The following text is adapted from a speech that Save Lea Marshes was intending to give last year. Waltham Forest Council’s constitution states that any petition receiving over three thousand valid signatures – from local residents and those who work or study in the borough – will result in a full council debate. Yet such a debate was denied last July, despite a successful and verified petition of well over three thousand signatures from local people (in addition to a general petition of over 10,000 signatures) opposing the plan to build a secure facility for children on the site earmarked for East London Waterworks Park.
We recently received news that a review of this plan by London Councils has led to it gaining the support of the Labour Government, who will fund the ‘secure children’s home’ on the Thames Water Depot if a planning application is granted.
On 7 October Waltham Forest’s Cabinet met and agreed to a proposal for the ‘Council’s capital delivery team to join the project as development manager to lead the project’s design and build workstream’. Absent at the meeting was the Leader of Waltham Forest Council, Grace Williams, who previously campaigned to successfully save the site from inappropriate development by the Department of Education. She is now one of the directors of London Councils – the prospective developer.
‘Creating East London Waterworks Park is the ideal use of a floodplain during a climate and ecological emergency, yet London Councils are proposing to build on the Thames Water Depot where the park is planned. Half the site is in Flood Zone 3: the highest risk for flooding events. The remainder is in Flood Zone 2, the next most serious category.
The site once formed part of Leyton Marshes. Considering its location directly adjacent to both the Lee Navigation and River Lea, its vulnerability to flooding events is obvious.
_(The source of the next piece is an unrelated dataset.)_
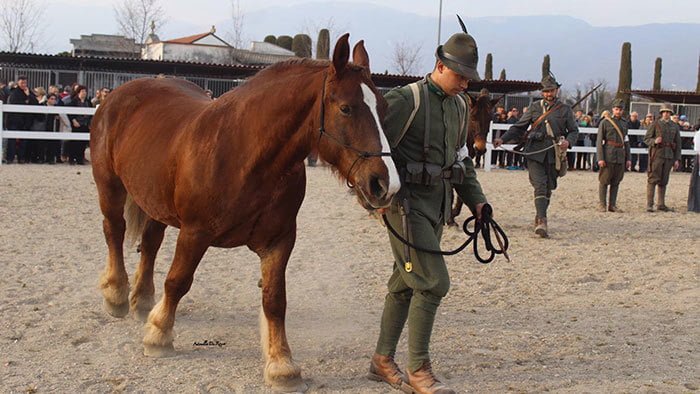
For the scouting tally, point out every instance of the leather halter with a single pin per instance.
(322, 130)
Last year the Lee Navigation burst its banks at Hackney Wick and the Old River Lea also came very close to bursting its banks; the very high level of the river was sadly sufficient to destroy the kingfisher nests. Whilst this year we’ve seen record-breaking drought, the Flood Relief Channel has been very close to exceeding capacity on several occasions during the last few years.
It’s now unequivocal: climate change is not a future proposition, it’s today’s reality. Climate instability is worsening at an alarming rate and with it will come the increasing frequency of extreme weather events such as flash floods, already witnessed in Waltham Forest. Heavy rainfall in the summer of 2021 overwhelmed the drainage network and resulted in more than £16.4m in flood damage in the borough. Waltham Forest Council claims it is acting to prevent future damage and loss.
Yet building on the site of a former waterworks will be incredibly costly, require considerable environmental engineering to attempt to mitigate increasing flood risk, and even then, may well not be effective. Whilst we are not experts on child safety, we can say that placing them at further risk: making them vulnerable to the risk of flooding where they are meant to be safely housed, is wrong.
East London Waterworks Park’s use of the site benefits from the addition of water. In the park water will be an asset, not a risk. The currently buried filter beds on site have the potential to store 26,000m³ of rainwater, creating natural swimming ponds and new wetland habitat, massively increasing flood resilience the most effective way, through natural mitigation. Rainwater could be harvested to create beautiful gardens for growing, learning and observing nature. The creation of wild swimming ponds could provide the open water swimming provision that the council promised local people and has so far failed to deliver.
Before the election Labour announced that ‘local communities would be given the right to buy up derelict eyesores and turn them into parks’ under a Labour government. Thousands of people, many of them local, have generously donated to create such a park. Thousands of local children, living in a deprived part of the borough, could benefit from access to abundant green space and a forest school.
A huge number of new high-rises are planned for the Lea Bridge area, including on the former Lea Bridge Gasworks and close to Lea Bridge station. With all these new developments there will be a significant increase in population, yet the existing pocket park at Orient Way is earmarked for destruction. There is evident need for a brand-new park with expertly co-designed blue and green spaces. As well as being what the community desires, it’s what the council needs to fulfil its own Local Plan commitments.
We understand the times we are living in and what is required of us, so we desperately need to work with Nature, not against it, before it’s too late. Waltham Forest Council has declared a Climate Emergency, yet it looks certain to rubber-stamp a development on protected land that could easily go somewhere more appropriate.’